While research is still ongoing into the use of marijuana for various diseases and health conditions, many largely agree that cannabinoids can help with some symptoms and side effects and drugs containing cannabinoids have actually been developed to treat pain, nausea and vomiting.
Several studies have shown that the use of marijuana for medical purposes in various forms such as dried marijuana, marijuana oil, or fresh marijuana buds or leaves that can be smoked, vaporised, eaten in food or drunk in a tea can help for diseases such as cancer:
- Relieving Symptoms and Side Effects: Medical marijuana can relieve symptoms and side effects of cancer and the various treatments for cancer. Using medical marijuana, drugs containing cannabinoids or both may help you relax and give you a sense of well-being.
- Nausea and Vomiting: Several studies have shown that some cannabinoids can relieve nausea, vomiting or both. These are side effects of some cancer treatments, including chemotherapy and radiation therapy. These include drugs containing cannabinoids as well as some trials done on inhaled cannabis.
- Loss of Appetite: Loss of appetite is a common problem for people with cancer. Loss of appetite and weight loss (which is called cachexia when it is severe) often occur together. Some individuals find that medical marijuana can increase their appetite.
Pain: Some people find that medical marijuana can help relieve long-term (chronic) or severe pain. Some clinical trials showed that cannabinoids help reduce pain in some people. Cannabinoids have been studied for anti-inflammatory effects that may play a role in pain relief.
A study of a whole-plant extract of Cannabis that contained specific amounts of cannabinoids, which was sprayed under the tongue, found it was effective in patients with advanced cancer whose pain was not relieved by strong opoids alone. Patients who received the lower doses of cannabinoid spray showed markedly better pain control and less sleep loss compared with patients who received a placebo. Results showed that, for some patients, control of their cancer-related pain continued without needing higher doses of spray or higher doses of their other pain medicine.
- Anxiety and sleep: A small case series found that patients who inhaled marijuana had improved mood, improved sense of well-being, and less anxiety.
A trial of a whole-plant extract of Cannabis that contained specific amounts of cannabinoids, which was sprayed under the tongue, found that patients had improved sleep quality.
- Antitumor Activity: Various studies have shown that cannabinoids may inhibit tumour growth by causing cell death, blocking cell growth, and blocking the development of blood vessels needed by tumours to grow.

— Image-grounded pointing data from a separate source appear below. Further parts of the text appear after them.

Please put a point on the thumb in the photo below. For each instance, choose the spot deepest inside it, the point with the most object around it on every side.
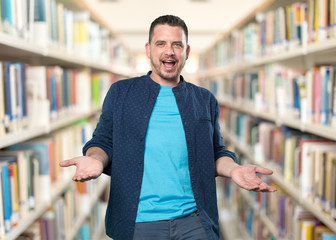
(264, 170)
(67, 163)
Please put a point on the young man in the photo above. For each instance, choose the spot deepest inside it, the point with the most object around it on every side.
(159, 139)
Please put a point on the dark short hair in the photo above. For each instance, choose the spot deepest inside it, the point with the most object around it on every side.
(170, 20)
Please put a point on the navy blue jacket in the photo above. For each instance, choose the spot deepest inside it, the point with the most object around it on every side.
(121, 132)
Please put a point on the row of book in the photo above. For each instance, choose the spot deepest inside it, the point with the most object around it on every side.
(59, 221)
(52, 25)
(290, 221)
(30, 172)
(306, 161)
(37, 95)
(275, 31)
(309, 96)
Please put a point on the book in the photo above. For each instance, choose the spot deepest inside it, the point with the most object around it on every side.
(2, 102)
(37, 102)
(6, 196)
(42, 181)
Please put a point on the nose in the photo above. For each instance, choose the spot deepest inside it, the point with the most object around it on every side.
(170, 51)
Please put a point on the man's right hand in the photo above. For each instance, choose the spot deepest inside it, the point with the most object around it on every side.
(87, 168)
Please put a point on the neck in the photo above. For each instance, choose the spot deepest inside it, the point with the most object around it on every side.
(166, 82)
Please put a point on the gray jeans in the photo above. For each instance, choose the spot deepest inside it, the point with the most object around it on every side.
(184, 228)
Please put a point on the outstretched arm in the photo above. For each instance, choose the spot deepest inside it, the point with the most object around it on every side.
(88, 167)
(244, 175)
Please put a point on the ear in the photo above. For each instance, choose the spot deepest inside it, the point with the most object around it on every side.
(147, 46)
(188, 51)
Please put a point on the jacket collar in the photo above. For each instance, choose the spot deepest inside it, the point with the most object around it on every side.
(154, 84)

A laboratory study of cannabidiol (CBD) in oestrogen receptor positive and oestrogen receptor negative breast cancer cells showed that it caused cancer cell death while having little effect on normal breast cells
A laboratory study of cannabidiol (CBD) in human glioma cells showed that when given along with chemotherapy, CBD may make chemotherapy more effective and increase cancer cell death without harming normal cells.
Read more about how medicinal marijuana/cannabis is administered, possible side-effects and risks etc., on our static Complementary & Alternative Therapies page, Cannabis & Cannabinoids (Marijuana)
Please note that the Little Fighters Cancer Trust shares information regarding various types of cancer treatments on this blog merely for informational use. LFCT does not endorse or promote any specific cancer treatments – we believe that the public should be informed but that the option is theirs to take as to what treatments are to be used.
Always consult your medical practitioner prior to taking any other medication, natural or otherwise.